His mind would go crazy knowing I wasn’t wearing any underwear. I turned around and slightly jumped, acting as if he scared me. He was leaning against the inner entryway of the closet door with his arms crossed. I didn’t move. I just stared at him. He was so handsome, and his dark brown eyes looked lost and confused. I instantly felt guilty for how I was acting with him. It wasn’t fair to him.

“Look, Marcus, I’m sorry. I shouldn’t be inconsiderate of your feelings and your work. If you brother feels as though this is a busy time in your life and you don’t need any distractions, then I understand. Can we at least be friends?” He didn’t say anything for few seconds. He finally began to move towards me; I was a little taken back. I didn’t know what he was going to do. When he was a foot away, he reached up and tucked a piece of damp hair behind my ear.

“The thing is, Mia, you see,” he hesitated and placed my face between his hands while caressing both of my cheeks with his thumbs, “you see the thing is with or without you, you’ll be a major distraction. All I do is think about you. So why can’t I be with you, knowing that you’ll have the same effect on me either way? I can’t just be friends.” I nodded in agreement. He made a valid point. He breathed out a crooked smile and pressed his forehead down to mine.

“So what does this mean?” I whispered with hope. My heart picked up pace with anticipation.

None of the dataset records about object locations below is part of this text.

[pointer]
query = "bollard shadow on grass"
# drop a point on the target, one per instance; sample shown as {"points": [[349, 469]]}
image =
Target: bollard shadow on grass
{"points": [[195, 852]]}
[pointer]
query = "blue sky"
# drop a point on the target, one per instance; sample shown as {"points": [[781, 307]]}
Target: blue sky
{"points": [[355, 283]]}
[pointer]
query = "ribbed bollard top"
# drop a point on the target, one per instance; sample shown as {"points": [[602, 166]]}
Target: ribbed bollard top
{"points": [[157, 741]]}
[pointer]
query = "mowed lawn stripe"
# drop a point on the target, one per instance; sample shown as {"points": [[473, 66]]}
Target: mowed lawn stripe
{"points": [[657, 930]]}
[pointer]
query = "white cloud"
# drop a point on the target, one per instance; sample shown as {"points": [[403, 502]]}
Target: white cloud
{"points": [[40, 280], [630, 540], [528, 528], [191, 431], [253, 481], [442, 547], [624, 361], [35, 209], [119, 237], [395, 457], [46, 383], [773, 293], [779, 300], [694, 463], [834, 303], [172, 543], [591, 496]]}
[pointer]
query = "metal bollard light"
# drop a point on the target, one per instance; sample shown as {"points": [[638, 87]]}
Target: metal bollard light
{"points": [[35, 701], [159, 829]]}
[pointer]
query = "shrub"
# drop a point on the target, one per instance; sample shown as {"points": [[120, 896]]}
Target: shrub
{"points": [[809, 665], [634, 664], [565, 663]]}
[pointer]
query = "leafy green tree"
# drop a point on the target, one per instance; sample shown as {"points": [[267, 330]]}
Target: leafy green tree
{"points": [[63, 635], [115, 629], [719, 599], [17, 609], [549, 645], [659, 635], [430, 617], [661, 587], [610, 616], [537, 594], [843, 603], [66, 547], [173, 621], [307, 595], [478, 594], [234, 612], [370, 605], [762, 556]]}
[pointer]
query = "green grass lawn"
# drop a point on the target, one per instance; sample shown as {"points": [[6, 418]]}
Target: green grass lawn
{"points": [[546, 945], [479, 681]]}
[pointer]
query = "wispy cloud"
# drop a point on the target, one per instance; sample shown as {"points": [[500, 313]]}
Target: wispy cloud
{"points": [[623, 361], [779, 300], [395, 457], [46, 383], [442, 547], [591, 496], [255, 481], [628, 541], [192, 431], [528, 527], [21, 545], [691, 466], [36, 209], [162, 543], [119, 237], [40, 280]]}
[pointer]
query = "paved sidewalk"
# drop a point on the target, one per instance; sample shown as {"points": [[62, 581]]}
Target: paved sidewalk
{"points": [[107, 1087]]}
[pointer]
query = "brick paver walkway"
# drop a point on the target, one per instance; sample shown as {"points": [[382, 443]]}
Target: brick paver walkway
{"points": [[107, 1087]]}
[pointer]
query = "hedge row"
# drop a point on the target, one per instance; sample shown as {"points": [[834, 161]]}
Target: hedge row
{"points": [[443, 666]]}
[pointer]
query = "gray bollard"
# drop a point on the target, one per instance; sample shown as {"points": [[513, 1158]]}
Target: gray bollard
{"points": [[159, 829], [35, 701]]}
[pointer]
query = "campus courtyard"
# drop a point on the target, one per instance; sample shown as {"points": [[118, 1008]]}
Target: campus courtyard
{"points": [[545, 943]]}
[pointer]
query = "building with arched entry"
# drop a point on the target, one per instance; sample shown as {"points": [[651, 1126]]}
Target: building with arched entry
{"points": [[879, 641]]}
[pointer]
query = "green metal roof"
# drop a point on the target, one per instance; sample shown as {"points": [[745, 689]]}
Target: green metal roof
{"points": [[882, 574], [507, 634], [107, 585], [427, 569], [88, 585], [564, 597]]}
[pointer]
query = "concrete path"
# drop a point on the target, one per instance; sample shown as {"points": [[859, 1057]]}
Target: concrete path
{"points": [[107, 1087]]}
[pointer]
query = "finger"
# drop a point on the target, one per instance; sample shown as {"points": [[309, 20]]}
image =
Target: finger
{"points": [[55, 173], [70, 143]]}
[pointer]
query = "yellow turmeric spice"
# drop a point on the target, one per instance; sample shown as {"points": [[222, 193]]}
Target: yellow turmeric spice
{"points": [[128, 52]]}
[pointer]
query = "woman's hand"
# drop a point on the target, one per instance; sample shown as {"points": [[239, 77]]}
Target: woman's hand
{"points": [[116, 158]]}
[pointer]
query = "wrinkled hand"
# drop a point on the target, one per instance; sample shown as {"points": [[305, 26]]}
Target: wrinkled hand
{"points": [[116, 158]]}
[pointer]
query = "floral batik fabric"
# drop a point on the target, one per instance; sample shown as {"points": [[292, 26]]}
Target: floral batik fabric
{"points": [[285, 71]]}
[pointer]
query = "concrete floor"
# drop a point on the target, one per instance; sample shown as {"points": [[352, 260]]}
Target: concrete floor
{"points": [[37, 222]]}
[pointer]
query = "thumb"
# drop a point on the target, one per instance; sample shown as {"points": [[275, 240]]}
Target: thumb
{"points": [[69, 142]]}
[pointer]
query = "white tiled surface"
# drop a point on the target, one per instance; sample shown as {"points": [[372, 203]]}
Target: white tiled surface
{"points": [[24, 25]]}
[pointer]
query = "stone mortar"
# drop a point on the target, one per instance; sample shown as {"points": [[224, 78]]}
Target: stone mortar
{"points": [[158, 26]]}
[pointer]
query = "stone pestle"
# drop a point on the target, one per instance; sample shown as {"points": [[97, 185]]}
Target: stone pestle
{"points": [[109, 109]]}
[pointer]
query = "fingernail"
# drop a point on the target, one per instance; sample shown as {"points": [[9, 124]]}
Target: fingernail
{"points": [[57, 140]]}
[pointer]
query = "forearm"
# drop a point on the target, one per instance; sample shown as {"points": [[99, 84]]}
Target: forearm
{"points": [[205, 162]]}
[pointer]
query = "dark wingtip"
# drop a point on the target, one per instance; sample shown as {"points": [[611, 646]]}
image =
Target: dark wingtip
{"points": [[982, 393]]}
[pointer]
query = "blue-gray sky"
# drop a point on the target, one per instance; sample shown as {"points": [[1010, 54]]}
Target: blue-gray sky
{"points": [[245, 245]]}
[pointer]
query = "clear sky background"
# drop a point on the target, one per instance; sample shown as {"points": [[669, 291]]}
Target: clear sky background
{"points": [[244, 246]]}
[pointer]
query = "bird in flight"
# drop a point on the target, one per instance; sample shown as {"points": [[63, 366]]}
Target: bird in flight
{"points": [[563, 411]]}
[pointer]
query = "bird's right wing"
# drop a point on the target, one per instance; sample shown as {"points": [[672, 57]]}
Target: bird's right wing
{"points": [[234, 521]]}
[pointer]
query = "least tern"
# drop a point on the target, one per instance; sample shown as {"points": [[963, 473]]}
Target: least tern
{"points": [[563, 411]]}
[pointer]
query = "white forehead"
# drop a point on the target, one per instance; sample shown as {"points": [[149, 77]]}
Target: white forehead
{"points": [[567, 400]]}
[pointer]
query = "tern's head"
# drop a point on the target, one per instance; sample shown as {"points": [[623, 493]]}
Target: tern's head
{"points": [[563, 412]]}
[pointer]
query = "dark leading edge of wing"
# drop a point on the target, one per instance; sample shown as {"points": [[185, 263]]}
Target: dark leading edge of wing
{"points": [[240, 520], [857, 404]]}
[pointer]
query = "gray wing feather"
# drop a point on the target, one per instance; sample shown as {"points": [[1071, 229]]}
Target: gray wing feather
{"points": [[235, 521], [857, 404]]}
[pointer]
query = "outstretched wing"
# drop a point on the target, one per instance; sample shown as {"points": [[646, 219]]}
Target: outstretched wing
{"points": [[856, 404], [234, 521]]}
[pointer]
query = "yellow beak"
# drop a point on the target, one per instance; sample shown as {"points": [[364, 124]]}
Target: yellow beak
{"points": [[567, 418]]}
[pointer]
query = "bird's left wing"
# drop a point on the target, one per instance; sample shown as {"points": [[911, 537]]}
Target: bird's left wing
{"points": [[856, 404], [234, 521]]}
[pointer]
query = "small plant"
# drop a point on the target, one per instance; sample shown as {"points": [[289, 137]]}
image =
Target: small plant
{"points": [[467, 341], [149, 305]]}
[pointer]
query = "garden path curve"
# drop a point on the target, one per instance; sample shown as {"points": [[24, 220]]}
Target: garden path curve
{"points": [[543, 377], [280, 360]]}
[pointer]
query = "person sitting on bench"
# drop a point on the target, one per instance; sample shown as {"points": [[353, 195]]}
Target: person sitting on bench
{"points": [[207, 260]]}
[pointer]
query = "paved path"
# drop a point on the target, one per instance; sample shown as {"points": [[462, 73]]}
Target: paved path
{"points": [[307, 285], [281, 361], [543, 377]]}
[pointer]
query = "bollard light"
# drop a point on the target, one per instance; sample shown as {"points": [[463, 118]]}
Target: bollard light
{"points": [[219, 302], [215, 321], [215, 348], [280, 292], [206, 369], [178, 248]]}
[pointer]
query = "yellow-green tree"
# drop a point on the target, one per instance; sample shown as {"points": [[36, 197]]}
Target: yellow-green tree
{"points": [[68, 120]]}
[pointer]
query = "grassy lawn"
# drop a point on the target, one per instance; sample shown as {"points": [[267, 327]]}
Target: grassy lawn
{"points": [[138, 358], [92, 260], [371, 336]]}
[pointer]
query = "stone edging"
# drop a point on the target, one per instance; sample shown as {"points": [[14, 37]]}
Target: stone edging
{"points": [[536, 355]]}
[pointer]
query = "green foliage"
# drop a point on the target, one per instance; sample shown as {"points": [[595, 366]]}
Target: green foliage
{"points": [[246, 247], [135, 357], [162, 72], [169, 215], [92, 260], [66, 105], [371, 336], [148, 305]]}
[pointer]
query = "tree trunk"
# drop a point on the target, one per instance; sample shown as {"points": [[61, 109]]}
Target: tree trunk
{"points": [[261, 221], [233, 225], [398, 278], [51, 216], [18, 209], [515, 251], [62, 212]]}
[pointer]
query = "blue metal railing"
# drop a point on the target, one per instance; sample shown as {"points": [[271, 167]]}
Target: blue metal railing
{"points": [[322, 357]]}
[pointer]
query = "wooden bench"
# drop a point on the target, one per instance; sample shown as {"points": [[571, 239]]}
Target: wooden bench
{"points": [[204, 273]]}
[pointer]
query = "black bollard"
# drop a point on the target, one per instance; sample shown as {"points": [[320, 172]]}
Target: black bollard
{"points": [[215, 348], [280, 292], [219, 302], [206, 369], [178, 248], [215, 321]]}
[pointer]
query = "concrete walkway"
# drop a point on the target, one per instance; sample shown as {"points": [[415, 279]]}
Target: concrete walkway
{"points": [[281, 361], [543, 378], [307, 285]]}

“Be my girlfriend.” Girlfriend? I couldn’t help but laugh.

“What’s so funny?” He asked amused.

“Girlfriend sounds so high school-ish. Don’t you think?” He laughed out loud.

“Okay, well, be my woman-friend, my lover, my partner…whatever you want to call it. I don’t care. Just be mine.”

“So you’re saying you want us to be exclusive and label this relationship?” I pointed my fingers between us.

“Yes.” I bit down a smile at that comment.

“What about at work? What will we be considered at your office? What will people think?”

“Don’t worry about what others think. I’m not going to hide my feelings for you. If they ask what our relationship is, I’ll simply tell them you’re my girl—no woman-friend.” He smiled. I smacked his shoulder and giggled.

“Okay, so I guess we’re exclusive then?” I asked, double-checking.

“Yes. Now come here.” He pulled me in and kissed me long and hard.

Chapter Eleven

The next morning I awoke feeling sore but refreshed. Marcus and I spent another magical night together, and I couldn’t help but smile at the realization when I opened my eyes. I stretched my arms over my head and looked over beside me. He fell asleep with me last night, but he wasn’t there. When I glanced at the alarm clock on my nightstand it was ten minutes to seven. I reached for my phone and noticed a text from him.

Marcus (5:30am): I had to go home to get ready for work. You looked too peaceful to wake up. It was tempting though. I miss you already. See you in the office, babe. ;)

No one would have been able to wipe the grin off face. This was how he made me feel: like a teenage girl. I threw my head back into the pillow and stared at the ceiling. Last night was absolutely wonderful. Three times in one night had to be a world record for sure—well at least in my sex life it was. It was like we needed it desperately. I could feel his stress, and he could feel mine. The minute our bodies connected, all of our problems and issues were wiped away and solved.

We didn’t talk about work or family or anything depressing. Instead, we talked about our favorite movies, foods, hobbies, and shows. We laughed and made fun of each other. I snuck pizza into the bedroom once Jeremy was asleep. We ate and talked some more. To be able to see a side of him that he said most people didn’t see made me feel special. I had a feeling we were going to be good for one another.